Luczon: From buy-and-sell to glitches

Nef Luczon

IF SOCIAL media posts are to be believed, the recently concluded election this year is no different to the previous ones. Vote buying, and the voluntary act of selling by waiting in the long night and streets are still rampant.

The memes proliferating online, is a social commentary done in a dark humor, that somehow validate that such practice exist for many decades now, that it becomes an open secret and a tradition being part of the suffrage culture in the country.

But the images and videos that show “evidences” of vote buying can be a manifestation that it exist, it still require further validation from enforcing government authorities like the police, under the behest of the Commission on Elections (Comelec).
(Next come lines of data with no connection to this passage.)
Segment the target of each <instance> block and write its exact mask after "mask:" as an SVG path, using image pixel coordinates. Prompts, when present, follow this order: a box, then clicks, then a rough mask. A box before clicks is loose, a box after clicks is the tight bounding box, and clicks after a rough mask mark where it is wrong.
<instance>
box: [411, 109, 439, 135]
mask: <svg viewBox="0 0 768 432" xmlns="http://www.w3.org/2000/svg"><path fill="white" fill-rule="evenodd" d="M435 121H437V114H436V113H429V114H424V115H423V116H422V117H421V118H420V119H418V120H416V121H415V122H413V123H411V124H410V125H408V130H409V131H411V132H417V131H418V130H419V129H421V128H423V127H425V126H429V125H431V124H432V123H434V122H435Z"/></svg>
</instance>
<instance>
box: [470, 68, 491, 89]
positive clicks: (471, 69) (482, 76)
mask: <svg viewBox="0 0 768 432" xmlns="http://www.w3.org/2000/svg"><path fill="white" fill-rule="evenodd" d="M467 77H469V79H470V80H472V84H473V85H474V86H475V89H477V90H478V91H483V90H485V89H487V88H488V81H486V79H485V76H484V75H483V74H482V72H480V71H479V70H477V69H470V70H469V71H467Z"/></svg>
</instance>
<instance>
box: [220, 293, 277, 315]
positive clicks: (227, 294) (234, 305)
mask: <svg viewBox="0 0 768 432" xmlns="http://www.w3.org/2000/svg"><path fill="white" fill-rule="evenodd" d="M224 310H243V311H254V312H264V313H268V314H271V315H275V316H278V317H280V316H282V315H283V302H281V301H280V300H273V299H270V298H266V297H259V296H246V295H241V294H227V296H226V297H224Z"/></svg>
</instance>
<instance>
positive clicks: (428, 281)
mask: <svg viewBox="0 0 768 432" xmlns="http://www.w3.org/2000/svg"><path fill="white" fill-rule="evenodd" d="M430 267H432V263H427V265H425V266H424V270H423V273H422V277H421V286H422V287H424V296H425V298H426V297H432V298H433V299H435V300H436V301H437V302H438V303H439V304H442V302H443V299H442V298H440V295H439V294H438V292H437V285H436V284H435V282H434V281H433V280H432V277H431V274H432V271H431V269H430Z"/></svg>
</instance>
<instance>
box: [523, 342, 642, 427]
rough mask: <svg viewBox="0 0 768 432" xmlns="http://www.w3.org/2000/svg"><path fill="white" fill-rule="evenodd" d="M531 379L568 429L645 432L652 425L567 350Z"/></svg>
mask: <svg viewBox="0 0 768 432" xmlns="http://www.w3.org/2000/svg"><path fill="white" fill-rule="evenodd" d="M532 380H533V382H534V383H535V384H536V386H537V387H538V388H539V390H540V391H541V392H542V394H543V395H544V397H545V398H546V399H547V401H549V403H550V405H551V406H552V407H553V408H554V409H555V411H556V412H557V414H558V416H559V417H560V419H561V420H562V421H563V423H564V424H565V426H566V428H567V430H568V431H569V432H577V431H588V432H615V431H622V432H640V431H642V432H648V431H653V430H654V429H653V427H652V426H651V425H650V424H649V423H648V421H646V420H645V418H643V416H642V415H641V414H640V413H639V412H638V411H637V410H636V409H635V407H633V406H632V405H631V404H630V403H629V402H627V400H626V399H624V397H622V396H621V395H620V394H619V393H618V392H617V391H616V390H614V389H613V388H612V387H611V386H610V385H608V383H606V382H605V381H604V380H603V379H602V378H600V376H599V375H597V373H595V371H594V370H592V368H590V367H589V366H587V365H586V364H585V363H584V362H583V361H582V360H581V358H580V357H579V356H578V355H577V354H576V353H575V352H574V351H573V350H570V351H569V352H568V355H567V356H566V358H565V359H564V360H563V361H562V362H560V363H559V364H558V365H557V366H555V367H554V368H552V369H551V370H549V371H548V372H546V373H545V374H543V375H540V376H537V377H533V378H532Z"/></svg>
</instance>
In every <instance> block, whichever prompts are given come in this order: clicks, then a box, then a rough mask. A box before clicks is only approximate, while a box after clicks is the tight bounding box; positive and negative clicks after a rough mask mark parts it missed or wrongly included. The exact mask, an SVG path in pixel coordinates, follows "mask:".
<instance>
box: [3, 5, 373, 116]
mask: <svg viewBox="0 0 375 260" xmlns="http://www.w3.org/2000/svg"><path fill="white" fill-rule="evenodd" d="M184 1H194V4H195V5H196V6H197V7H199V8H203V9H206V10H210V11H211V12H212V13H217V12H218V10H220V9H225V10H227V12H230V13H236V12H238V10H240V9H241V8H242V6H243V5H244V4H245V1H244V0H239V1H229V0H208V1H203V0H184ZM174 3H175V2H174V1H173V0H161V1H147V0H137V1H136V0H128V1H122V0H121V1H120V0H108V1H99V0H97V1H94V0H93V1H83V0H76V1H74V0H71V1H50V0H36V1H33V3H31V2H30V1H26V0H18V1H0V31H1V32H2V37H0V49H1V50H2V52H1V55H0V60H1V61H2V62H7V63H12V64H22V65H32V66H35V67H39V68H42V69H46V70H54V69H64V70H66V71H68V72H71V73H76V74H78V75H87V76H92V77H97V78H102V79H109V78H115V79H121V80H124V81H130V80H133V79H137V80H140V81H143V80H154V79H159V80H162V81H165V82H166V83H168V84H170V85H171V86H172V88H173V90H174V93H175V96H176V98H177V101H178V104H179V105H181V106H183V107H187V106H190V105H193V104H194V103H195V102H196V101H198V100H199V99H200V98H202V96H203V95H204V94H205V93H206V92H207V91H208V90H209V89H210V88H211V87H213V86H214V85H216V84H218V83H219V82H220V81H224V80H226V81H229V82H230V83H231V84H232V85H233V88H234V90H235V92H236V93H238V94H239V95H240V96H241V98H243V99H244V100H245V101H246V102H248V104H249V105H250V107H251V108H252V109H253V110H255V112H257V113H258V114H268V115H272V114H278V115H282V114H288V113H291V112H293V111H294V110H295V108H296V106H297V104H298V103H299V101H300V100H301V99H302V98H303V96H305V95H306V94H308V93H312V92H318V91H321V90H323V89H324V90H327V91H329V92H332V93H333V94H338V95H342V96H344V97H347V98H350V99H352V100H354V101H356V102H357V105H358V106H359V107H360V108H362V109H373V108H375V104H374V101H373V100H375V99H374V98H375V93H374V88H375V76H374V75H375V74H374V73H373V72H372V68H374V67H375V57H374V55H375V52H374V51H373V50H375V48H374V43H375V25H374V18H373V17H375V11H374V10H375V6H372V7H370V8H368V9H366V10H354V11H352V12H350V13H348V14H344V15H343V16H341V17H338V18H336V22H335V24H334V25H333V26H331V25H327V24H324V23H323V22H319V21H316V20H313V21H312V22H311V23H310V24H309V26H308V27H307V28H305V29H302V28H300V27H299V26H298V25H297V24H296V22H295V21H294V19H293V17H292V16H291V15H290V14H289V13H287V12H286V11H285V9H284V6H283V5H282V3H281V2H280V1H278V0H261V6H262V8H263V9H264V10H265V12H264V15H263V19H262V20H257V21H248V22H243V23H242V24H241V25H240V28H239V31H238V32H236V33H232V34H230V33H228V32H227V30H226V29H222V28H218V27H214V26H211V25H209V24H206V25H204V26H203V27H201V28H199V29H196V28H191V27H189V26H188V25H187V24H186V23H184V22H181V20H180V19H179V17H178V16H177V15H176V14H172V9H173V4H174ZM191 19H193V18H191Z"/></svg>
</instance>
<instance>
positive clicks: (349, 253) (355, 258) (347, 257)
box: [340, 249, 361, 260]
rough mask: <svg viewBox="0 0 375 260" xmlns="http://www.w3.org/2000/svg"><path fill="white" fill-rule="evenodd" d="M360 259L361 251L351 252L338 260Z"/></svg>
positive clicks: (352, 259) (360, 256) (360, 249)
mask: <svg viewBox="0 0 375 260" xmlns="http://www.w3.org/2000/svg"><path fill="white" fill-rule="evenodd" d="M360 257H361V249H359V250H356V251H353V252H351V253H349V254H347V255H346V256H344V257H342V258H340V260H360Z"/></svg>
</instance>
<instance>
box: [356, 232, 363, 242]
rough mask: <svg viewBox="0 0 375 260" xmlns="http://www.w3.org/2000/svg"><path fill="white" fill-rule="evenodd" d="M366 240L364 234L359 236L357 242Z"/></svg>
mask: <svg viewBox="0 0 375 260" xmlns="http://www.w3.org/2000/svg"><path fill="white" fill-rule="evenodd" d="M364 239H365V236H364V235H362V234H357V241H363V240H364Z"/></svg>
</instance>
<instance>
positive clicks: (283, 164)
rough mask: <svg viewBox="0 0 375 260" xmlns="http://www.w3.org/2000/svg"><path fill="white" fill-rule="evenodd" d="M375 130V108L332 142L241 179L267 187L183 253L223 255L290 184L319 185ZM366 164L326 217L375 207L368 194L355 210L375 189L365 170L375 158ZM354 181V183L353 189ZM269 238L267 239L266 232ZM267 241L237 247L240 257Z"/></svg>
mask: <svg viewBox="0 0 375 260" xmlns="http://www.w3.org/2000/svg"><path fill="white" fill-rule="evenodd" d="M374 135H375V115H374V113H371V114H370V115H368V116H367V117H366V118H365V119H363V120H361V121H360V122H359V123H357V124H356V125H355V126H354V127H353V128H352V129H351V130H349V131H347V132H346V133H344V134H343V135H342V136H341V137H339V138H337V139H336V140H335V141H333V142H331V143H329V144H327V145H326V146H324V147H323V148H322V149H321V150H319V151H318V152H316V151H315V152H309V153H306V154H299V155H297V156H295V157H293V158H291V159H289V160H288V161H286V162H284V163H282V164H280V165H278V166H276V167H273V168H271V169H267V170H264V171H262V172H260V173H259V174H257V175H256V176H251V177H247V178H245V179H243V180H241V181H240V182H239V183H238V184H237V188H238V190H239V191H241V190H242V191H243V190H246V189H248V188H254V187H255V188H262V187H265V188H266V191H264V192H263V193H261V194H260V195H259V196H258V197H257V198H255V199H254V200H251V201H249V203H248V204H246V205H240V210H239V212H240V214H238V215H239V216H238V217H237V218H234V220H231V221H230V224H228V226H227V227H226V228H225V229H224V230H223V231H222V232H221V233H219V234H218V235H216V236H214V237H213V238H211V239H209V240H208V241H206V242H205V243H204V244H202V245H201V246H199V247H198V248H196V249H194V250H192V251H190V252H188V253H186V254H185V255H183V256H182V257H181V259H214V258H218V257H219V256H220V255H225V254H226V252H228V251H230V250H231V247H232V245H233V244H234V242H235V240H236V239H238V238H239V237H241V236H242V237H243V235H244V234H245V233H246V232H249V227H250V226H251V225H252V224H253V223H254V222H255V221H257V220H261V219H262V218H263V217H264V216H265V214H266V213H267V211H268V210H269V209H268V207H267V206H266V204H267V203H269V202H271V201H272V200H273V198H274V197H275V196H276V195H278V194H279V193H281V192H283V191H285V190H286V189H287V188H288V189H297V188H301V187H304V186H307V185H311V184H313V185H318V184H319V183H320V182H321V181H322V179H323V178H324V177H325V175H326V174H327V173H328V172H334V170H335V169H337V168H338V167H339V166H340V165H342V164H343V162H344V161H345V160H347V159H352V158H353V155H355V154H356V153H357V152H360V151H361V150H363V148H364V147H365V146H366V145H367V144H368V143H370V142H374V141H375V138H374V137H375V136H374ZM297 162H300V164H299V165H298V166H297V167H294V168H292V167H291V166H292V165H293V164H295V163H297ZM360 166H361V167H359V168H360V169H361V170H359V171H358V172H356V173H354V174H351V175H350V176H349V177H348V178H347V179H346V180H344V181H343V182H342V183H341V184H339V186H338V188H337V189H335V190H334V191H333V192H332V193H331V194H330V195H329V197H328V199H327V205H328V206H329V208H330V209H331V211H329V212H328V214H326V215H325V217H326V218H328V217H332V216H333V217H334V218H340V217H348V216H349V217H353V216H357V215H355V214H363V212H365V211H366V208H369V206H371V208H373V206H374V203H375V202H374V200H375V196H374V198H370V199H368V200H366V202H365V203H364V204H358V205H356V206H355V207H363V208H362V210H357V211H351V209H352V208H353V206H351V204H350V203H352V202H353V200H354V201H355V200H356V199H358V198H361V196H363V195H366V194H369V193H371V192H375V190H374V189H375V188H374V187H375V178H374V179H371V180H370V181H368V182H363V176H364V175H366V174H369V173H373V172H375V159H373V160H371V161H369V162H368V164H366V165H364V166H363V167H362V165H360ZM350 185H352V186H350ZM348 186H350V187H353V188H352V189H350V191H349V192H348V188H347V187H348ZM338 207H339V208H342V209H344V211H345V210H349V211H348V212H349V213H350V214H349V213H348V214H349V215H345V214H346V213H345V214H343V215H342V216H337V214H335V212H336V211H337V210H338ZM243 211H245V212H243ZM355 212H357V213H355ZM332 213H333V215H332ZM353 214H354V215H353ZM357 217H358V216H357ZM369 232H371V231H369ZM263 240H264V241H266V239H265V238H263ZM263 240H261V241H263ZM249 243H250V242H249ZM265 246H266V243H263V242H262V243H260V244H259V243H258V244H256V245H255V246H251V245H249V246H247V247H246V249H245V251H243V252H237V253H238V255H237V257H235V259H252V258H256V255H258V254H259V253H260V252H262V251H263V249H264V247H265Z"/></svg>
And this is where it becomes awry.

Even it is already present, the act must be established “beyond reasonable doubts.” Most of the time politicians get away from the charges because of technicalities not met in proving that they were behind the bribing operations. Some would argue that it is the doing of the opposing political parties, or that some supporters “took the initiative” and that politicians have no knowledge about.

But in some parts of this country, perhaps even within our region and nearby provinces, vote buying is a normal pre-election activity to the point that it's part of a standard operating procedure, and in broad daylight, money is flowing from the so-called “political leaders.” There were also narratives of people having to fight with these leaders for not paying them the exact amount, as the leaders would tend to get a cut from the original amount to be distributed to the voters who are enlisted.

And there were compromised principles in order to “justify” the receiving of bribe money, so that it would be less guilty: take the money and still vote based on choice; or take the money because if not, the leaders will get it for themselves.

Then Election Day came and counting has begun.

It would have been a great convenience that we are now accepting a modern approach to our electoral exercise by migrating from manual to automated elections, but it also introduced new challenges, and grave concerns that did not put to rest the doubts and fears of the critical public of having the polls get rigged or cheated.

Before, it was the “dagdag-bawas (addition-subtraction)” of the number of votes. Now, it’s the access and transmission of data.

A minor technical error could translate to paranoid notion of election rigging, so you can’t blame some critical camps would question the long delays of the transmission of election results to Comelec servers on the first day of counting, in addition to some Secure Digital cards not properly working.

The elections are said to be sacred, as it represent the voice of a democratic and free people, that is why technical difficulties which is said to arise more than 200 percent compared to the 2016 elections, is too concerning. And we already know how tedious it is when one files a protest and demand a recount.

Seeing all these, we need miracles for us to be reformed. If only the Infinity Stones are real.